Golden Gai is one of the hidden treasures, rich in heritage and one of the few places in Tokyo where you can get a feel to how the city’s entertainment districts felt decades ago.

Golden Gai

Golden Gai is a network of six very narrow alleys all connected and lined with small bars, clubs and tiny cafes. There are some two hundred establishments and some only can hold four or five customers at any one time. Many consist of a small bar not bigger than a bedroom in a normal house, on the ground level and very cramped living quarters on the second level accessible by a nearly vertical set of stairs.

The area was known as a major red light district before prostitution became illegal in 1958, now the area specialises in a place for a few beers or sake and bite to eat. Today due to the size of many of the establishments they are fairly private and really only cater for regulars, as there is just no room for visitors. You might be lucky enough to find a venue that can fit you in, look out for English signs; they are usually a good giveaway if the proprietor welcomes visitors.

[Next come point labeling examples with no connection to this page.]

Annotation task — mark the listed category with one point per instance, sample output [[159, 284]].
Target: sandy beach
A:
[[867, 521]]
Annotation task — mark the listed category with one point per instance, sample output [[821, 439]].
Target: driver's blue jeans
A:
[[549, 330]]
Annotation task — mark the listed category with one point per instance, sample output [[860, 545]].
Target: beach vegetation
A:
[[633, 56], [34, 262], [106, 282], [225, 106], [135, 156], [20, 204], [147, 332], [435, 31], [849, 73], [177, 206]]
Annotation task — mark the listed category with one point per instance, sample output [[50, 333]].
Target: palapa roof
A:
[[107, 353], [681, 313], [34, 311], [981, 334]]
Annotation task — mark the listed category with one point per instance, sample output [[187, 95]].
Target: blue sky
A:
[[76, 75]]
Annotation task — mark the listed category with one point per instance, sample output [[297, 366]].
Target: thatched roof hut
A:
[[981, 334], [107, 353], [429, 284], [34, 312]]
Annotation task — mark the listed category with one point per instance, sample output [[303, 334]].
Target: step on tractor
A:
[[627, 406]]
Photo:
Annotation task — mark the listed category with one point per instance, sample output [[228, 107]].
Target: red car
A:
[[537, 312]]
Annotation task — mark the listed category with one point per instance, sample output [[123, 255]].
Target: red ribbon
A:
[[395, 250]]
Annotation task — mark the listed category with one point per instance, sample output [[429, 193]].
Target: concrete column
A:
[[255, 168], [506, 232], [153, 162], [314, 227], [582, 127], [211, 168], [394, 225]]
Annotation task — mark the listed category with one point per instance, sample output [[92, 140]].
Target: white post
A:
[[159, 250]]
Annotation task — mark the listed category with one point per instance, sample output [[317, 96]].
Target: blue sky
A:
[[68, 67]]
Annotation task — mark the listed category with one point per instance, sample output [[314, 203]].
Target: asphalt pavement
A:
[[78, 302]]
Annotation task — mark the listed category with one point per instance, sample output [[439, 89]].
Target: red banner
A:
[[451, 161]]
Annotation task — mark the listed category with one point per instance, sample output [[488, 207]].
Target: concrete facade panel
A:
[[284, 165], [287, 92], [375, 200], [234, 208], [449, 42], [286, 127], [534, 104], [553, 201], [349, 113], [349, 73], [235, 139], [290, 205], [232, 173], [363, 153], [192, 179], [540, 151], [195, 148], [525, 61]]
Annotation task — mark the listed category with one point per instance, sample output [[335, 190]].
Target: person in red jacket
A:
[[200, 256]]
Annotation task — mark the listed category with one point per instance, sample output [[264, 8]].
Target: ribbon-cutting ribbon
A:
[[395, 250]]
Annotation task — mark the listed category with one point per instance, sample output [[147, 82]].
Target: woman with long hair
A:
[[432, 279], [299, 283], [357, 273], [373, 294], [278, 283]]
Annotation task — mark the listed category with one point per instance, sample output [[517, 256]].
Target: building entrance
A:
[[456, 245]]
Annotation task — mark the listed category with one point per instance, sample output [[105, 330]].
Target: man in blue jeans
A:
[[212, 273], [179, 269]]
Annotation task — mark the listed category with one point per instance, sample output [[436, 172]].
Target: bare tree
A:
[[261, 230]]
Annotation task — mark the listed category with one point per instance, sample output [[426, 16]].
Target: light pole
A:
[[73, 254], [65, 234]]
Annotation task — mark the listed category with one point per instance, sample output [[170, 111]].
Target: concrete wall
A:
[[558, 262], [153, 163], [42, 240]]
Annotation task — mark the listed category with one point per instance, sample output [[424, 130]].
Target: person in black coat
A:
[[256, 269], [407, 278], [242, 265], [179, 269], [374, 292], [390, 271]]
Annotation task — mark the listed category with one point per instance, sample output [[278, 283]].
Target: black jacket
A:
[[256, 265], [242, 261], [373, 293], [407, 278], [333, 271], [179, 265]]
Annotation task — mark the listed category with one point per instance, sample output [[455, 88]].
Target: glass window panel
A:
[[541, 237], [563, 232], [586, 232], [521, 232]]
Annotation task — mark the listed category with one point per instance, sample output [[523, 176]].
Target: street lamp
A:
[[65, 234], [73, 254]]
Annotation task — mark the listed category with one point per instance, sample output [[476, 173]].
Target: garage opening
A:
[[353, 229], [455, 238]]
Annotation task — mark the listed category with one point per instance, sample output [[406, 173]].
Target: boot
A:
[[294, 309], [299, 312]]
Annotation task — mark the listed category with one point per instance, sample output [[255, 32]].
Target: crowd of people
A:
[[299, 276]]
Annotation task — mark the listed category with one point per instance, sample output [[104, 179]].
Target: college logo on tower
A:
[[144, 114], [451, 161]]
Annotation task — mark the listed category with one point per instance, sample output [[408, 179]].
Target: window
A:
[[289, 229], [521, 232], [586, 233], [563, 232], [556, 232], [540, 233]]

Many of the bars operate with a theme you will see bars specialising in a variety of musical styles including classic rock, R&B, country and western plus the ever popular karaoke. Some of the smaller venues have a TV that is also the family TV, so the experience can be like being in someone’s house.
There were many areas around Tokyo similar to Golden Gai but most of them have fallen victim to development projects that have swallowed up their land. Luckily Golden Gai survived and now many people understand the importance and the heritage values of this unique area and hopefully it will see some form of protection in years to come.

The Golden Gai area is fairly quiet during the day; many of the establishments do not open until 9:00 PM or even later. It can be found to the east end of Kabukicho between the Shinjuku Ward office and Hanazono Shrine.